The Achilles Heel For This Red Sox Offense Continues To Be Left-Handed Pitching

The Red Sox opened their three-game series against the American League’s winningest team on Tuesday night, and there’s really no spin to put on this one. Just about what you’d expect to happen is what happened.

Boston came into the series opener as the team with the worst batting average in the American League, and the second worst in all of baseball, against left-handed pitching, hitting .204 with a .605 OPS collectively. You run into a guy like Jose Quintana, a left-hander who had the longest active scoreless streak going at 16 innings, and you can’t really sit there after this loss and wonder what went wrong. It’s pretty obvious. They just can’t hit lefties, and Quintana is one of the best lefties in the game these days.

And if you go down the lineup, you’d be surprised to see that the two regulars who have had the most success against left-handed pitching for the Red Sox this year are both left-handed batters in Jackie Bradley Jr. and David Ortiz, both hitting .267 coming into the game on Tuesday. It’s a small sample size, of course, but it’s been a struggle across the board so far against lefties.

I’m not yet at that point where I’m wondering why Chris Young is even on this team. I know some of you are, but in his defense, that’s because John Farrell, for some idiotic reason, has given him 17 plate appearances against right-handed pitching, and he can’t hit right-handed pitching, so he’s looked worse than he probably should. He’s on this team to hit left-handed pitching. I am, however, wondering when the fuck he’s going to start to hit left-handed pitching, because he’s 1-for-8 when he’s gotten a start against a left-handed pitcher. If we have to suffer through his at-bats against righties, then he’d better start hitting the shit out of the ball when he gets his chances against lefties; that’s all I’m saying.

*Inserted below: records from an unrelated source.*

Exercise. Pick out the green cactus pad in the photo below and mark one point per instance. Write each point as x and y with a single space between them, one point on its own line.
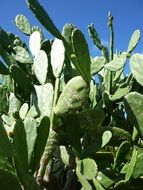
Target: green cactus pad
136 66
73 96
134 41
40 66
23 24
22 55
57 57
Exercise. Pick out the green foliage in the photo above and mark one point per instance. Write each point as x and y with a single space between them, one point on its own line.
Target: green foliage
69 120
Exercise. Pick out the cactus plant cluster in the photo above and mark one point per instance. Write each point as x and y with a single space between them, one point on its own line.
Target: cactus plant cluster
69 120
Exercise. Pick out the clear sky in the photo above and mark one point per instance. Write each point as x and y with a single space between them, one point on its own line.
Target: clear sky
128 16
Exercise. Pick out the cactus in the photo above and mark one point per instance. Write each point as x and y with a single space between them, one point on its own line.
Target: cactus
43 17
133 104
73 96
45 98
3 69
23 24
81 55
57 57
21 55
69 120
136 67
134 41
6 148
35 42
40 66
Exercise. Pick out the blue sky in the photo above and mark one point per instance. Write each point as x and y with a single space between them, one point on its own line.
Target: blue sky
128 16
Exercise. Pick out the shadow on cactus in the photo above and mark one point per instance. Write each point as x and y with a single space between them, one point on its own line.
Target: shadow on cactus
69 120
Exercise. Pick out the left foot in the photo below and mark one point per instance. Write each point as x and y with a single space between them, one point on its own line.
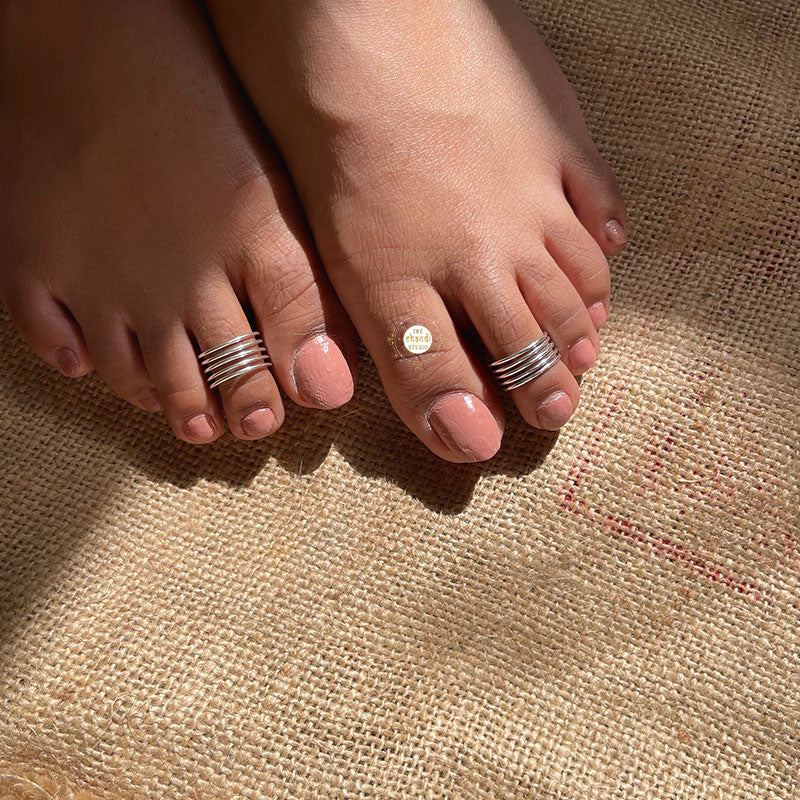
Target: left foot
447 173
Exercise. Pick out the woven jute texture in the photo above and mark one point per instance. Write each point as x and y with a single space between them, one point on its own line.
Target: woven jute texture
612 612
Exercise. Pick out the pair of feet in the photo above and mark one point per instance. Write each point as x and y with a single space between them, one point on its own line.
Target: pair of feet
429 165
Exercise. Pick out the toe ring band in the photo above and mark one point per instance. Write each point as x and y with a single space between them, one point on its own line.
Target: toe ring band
526 364
237 356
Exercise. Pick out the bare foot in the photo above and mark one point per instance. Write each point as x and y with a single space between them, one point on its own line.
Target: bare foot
447 174
146 223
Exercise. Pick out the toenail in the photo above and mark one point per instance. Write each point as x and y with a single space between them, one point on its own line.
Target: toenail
466 426
554 410
582 355
321 374
68 362
598 314
258 422
149 400
615 233
200 427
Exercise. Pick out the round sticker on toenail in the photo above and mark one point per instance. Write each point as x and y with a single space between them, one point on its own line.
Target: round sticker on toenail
414 336
417 339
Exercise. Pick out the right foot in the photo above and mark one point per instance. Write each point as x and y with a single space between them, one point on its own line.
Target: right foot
145 223
448 177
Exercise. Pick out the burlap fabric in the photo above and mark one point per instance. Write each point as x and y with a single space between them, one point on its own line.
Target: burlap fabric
609 613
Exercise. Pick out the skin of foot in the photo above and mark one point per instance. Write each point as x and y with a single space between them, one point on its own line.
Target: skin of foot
148 219
449 181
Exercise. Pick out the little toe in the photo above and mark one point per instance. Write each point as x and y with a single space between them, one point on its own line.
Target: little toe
593 192
252 403
49 328
505 322
559 309
583 262
193 411
118 362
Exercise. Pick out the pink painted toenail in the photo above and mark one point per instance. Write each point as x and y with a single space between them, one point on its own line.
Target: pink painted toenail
149 400
598 314
554 410
68 362
615 233
466 426
582 355
321 373
259 422
200 427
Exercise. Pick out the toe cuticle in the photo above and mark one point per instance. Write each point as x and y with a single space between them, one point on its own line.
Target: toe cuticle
554 410
149 400
582 355
201 428
68 361
258 422
466 426
321 373
615 232
598 314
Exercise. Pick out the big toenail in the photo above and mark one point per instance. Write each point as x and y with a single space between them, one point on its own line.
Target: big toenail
258 422
554 410
200 427
321 373
598 315
615 233
466 426
68 362
149 400
582 355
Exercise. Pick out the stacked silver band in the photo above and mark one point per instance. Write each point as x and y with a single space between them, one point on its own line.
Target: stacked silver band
523 366
235 357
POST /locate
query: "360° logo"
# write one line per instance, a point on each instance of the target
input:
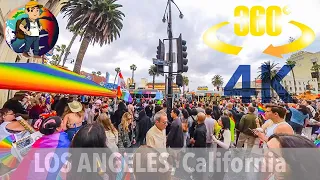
(257, 21)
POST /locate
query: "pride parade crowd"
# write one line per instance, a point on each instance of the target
(70, 122)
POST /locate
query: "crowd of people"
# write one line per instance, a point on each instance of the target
(118, 127)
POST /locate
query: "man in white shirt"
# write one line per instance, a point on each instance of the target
(156, 136)
(209, 122)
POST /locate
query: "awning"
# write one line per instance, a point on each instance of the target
(47, 78)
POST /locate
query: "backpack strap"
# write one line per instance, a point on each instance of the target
(28, 23)
(38, 22)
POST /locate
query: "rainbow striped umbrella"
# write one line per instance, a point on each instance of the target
(47, 78)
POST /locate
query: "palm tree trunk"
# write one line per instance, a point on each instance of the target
(61, 54)
(115, 78)
(68, 48)
(294, 82)
(82, 51)
(132, 76)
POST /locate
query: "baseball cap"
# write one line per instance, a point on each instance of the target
(32, 4)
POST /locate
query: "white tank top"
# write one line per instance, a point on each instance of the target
(4, 133)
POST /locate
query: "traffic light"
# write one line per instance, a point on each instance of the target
(160, 57)
(182, 55)
(160, 50)
(179, 80)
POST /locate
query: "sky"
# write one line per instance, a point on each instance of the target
(143, 26)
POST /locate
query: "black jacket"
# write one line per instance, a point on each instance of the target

One of the topics that came up on the most recent episode of the Section 10 Podcast was whether or not we were worried about the lack of power that Hanley Ramirez has shown so far. I said no. He’s still hitting a ton of balls hard; they’ve just all been right at people, for the most part. He’s hit for a pretty decent average (.284), but everybody’s waiting for that slugging percentage to bump up. The power will come, and I’m glad that he’s not trying to pull everything like he was last year. It seemed like he was trying to put every pitch he saw onto the Mass Pike. But this year, he’s going the other way a lot, especially with pitches on the outside part of the plate, instead of trying to pull the ball, and that’s what you saw on Tuesday night when he took Quintana deep to the opposite field.

We also saw the highly-anticipated debut of Carson Smith in a Red Sox uniform. Smith was placed on the disabled list just before the season started with a strained flexor muscle in his right elbow, and was activated before Tuesday night’s game. The right-hander pitched a clean inning in the bottom of the seventh, which was capped off by a four-pitch strikeout to get Austin Jackson looking.

There had been some conspiracy theorists who wondered why the Mariners would trade such an effective reliever away at such a young age, citing that his velocity dipped toward the end of the 2015 season as reason to be skeptical, and that perhaps Seattle was aware of some elbow issues that the Red Sox were not. In the first week of August, Smith was averaging 95 MPH with his sinker, and by the last game of the season, he was at 91 MPH with that pitch. Well, conspiracy theorists be damned, because Smith’s sinker regularly clocked in at 94 MPH in his first appearance of the 2016 season last night.